"$1$ is an eigenvalue of $A^n$" implies an eigenvalue of $A$ is a root of unity?

Question

Let $A$ be a square matrix. If $1$ is an eigenvalue of $A^n$, then is it true that there is an eigenvalue of $A$ which is a root of unity?

Answer 1

Let the eigenvalues of $A$ are $\lambda_1, \dots, \lambda_k$. That implise, that $A^n$ has the eigenvalues $\lambda_1^n, \dots, \lambda_k^n$.

If some of $\lambda_i^n =1$, that implies $\lambda_i$ is the $n$-th root of unity.

Answer 2

Yes it is true. To see it you should only consider eigenvalues in a Jordan form of $A$.

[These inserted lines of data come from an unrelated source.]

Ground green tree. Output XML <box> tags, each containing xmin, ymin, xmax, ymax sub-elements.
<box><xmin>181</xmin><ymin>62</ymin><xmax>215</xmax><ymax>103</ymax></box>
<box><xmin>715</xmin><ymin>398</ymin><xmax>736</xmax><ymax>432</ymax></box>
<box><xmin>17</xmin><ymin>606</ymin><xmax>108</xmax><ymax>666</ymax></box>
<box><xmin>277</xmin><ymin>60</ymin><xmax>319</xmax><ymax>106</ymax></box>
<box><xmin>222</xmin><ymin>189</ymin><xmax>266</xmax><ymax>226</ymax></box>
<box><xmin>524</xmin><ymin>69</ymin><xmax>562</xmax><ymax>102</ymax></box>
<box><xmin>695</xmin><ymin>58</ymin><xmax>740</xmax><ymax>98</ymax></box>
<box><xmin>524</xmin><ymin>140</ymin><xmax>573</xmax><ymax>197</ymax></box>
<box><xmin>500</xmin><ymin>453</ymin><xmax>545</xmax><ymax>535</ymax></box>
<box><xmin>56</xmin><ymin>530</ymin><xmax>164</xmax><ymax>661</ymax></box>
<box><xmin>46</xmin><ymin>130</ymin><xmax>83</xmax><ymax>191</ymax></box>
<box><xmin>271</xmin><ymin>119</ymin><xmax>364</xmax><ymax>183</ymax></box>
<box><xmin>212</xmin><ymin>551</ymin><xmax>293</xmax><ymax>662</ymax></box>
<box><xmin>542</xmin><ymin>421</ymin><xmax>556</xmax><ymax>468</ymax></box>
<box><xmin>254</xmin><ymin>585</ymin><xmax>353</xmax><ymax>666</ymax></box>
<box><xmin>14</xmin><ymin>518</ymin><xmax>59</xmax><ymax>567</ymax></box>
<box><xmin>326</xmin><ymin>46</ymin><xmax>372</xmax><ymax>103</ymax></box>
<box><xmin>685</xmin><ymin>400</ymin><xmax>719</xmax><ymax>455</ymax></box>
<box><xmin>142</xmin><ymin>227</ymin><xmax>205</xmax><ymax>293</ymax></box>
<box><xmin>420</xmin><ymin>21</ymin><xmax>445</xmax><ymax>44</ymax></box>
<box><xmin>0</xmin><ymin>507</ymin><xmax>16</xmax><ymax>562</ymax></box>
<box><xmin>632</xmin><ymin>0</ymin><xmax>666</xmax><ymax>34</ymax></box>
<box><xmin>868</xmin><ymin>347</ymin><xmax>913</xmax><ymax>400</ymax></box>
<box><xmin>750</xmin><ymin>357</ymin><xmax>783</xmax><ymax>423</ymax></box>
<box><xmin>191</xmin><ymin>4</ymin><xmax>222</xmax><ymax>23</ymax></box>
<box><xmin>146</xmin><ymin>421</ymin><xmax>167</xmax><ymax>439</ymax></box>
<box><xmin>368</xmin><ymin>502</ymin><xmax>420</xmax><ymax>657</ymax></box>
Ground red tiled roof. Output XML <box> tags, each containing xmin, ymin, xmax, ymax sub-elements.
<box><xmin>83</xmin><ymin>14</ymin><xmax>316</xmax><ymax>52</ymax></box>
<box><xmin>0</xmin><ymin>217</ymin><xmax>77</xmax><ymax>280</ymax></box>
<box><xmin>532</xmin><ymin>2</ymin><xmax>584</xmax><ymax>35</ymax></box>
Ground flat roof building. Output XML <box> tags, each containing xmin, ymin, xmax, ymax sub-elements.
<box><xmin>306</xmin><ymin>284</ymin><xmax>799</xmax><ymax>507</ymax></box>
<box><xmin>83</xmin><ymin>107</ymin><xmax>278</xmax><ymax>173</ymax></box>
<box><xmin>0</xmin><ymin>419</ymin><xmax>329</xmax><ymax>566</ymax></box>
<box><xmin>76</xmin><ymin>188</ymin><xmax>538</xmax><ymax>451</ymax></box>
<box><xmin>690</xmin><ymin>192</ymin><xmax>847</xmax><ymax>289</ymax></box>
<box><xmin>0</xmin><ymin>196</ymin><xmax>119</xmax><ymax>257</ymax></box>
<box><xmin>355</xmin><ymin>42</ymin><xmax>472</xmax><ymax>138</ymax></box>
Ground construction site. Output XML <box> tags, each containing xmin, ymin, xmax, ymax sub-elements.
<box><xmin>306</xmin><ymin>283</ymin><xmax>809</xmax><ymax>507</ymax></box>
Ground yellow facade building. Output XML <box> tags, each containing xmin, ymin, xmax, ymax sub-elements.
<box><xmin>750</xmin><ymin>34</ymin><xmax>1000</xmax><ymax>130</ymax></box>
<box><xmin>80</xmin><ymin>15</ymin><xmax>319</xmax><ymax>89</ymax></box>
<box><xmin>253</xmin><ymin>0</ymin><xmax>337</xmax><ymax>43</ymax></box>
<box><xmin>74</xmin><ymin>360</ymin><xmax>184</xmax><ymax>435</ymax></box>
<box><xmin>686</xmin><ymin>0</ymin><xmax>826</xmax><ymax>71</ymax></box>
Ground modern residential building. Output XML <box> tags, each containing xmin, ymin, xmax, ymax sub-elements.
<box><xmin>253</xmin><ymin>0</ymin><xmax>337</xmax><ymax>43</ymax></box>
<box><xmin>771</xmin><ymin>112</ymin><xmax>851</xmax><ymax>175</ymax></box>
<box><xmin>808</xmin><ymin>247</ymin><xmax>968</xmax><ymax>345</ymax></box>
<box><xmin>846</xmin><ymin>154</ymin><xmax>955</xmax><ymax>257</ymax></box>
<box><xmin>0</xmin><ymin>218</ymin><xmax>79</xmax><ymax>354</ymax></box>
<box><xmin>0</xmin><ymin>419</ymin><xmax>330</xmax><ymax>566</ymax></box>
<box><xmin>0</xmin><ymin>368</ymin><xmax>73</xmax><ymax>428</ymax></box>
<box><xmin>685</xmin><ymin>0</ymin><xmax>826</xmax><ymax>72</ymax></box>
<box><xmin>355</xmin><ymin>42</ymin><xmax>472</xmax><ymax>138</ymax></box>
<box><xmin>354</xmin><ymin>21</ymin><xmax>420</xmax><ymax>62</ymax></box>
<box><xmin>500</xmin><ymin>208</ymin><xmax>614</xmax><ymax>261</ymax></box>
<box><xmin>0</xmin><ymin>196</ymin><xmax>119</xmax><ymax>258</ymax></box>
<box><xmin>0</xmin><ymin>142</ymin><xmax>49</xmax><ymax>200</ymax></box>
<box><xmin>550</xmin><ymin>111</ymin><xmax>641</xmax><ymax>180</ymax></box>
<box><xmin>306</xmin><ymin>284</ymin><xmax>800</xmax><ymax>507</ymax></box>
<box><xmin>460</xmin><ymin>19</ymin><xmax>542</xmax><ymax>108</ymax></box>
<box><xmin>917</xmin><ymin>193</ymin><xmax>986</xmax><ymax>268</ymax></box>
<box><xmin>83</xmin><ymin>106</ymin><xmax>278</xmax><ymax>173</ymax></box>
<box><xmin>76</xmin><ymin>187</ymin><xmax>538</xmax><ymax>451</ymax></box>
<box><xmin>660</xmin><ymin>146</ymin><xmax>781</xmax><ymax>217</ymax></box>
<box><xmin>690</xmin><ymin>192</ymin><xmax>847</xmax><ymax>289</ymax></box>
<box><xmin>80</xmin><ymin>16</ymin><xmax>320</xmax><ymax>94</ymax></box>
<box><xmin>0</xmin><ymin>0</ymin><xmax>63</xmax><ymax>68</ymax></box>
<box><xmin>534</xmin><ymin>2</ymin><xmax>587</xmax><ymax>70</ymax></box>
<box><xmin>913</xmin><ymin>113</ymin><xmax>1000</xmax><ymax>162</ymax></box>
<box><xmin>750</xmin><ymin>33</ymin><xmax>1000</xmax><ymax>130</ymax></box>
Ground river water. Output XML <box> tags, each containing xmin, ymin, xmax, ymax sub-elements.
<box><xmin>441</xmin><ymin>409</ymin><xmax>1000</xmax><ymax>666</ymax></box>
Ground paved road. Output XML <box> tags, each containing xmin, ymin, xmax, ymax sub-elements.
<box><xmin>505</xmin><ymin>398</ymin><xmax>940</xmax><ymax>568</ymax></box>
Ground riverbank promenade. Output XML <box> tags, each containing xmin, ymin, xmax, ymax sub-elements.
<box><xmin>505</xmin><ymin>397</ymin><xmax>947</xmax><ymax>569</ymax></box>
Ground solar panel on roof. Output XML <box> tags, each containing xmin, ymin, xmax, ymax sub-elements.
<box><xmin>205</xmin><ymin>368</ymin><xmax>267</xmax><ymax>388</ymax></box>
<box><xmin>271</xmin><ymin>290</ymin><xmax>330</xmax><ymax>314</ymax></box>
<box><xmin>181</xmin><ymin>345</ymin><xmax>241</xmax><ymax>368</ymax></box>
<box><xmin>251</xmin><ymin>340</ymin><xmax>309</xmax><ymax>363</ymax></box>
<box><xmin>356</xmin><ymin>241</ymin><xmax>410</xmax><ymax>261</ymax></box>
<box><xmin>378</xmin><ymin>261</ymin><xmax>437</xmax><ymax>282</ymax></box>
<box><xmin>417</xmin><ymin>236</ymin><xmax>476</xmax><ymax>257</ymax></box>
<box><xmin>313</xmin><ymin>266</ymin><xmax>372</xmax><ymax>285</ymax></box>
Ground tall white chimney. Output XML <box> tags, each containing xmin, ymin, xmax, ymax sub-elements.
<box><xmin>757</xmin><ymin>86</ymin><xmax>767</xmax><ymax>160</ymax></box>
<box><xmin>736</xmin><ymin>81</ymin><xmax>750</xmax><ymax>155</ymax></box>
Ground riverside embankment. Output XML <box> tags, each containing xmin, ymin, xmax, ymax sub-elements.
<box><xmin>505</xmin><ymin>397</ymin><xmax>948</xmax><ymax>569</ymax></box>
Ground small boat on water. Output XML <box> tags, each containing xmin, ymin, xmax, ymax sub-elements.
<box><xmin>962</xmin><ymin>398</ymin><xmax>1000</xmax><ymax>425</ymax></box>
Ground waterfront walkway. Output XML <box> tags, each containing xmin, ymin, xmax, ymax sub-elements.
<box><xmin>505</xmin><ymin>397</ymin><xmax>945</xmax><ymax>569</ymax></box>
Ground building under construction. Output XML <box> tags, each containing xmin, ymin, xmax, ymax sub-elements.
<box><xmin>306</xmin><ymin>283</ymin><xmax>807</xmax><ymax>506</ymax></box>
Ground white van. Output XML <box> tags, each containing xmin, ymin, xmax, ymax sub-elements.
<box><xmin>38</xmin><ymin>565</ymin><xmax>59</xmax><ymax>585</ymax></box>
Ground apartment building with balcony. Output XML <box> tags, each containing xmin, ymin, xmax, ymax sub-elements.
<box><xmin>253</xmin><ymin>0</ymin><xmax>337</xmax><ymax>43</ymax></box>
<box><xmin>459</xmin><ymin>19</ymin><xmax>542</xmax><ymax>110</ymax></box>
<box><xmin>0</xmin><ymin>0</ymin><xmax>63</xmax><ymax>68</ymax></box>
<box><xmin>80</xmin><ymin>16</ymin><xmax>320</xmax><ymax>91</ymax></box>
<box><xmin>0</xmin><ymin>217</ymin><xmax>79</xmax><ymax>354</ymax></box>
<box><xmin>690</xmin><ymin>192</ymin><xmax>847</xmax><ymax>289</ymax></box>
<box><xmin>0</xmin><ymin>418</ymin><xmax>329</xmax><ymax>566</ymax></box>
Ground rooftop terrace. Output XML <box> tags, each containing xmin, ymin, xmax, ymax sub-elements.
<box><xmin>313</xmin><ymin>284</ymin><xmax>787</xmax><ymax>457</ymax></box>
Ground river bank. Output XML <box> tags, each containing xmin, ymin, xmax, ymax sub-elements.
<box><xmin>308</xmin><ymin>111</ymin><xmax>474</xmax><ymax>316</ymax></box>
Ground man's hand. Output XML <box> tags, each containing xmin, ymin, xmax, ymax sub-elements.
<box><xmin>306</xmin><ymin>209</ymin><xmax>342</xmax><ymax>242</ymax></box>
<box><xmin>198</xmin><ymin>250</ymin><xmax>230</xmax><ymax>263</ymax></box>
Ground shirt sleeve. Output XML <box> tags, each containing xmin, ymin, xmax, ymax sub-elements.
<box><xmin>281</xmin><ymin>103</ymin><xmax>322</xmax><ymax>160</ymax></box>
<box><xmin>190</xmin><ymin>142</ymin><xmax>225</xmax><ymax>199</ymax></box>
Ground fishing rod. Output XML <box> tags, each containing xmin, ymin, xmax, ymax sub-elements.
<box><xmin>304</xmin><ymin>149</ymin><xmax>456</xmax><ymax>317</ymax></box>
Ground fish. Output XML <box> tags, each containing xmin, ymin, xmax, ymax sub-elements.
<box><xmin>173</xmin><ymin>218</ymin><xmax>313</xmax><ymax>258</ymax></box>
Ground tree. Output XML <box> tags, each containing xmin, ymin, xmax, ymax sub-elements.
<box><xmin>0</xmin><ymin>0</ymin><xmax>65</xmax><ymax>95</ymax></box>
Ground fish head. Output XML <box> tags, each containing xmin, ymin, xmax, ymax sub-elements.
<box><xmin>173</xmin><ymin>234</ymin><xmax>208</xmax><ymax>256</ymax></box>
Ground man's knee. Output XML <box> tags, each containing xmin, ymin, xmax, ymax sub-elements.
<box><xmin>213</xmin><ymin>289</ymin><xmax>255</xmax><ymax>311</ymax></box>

In two other answers authors do not proof that each eigenvalue of $A^n$ is a n-degree of an eigenvalue of $A$. But you can see it consider matrix $A$ in a Jordan form and take its n-th degree and for this triangle matrix calculate characteristic polynomial which contains all information about eigenvalues repetition factors.

Answer 3

We prove easily that if $\lambda$ is an eigenvalue of $A$ then $P(\lambda$) is an eigenvalue of $P(A)$ where $P$ is a polynomial.

Now take $P(x)=x^n$ and by the hypothesis we have for some $\lambda$, $\lambda^n=1$. Conclude.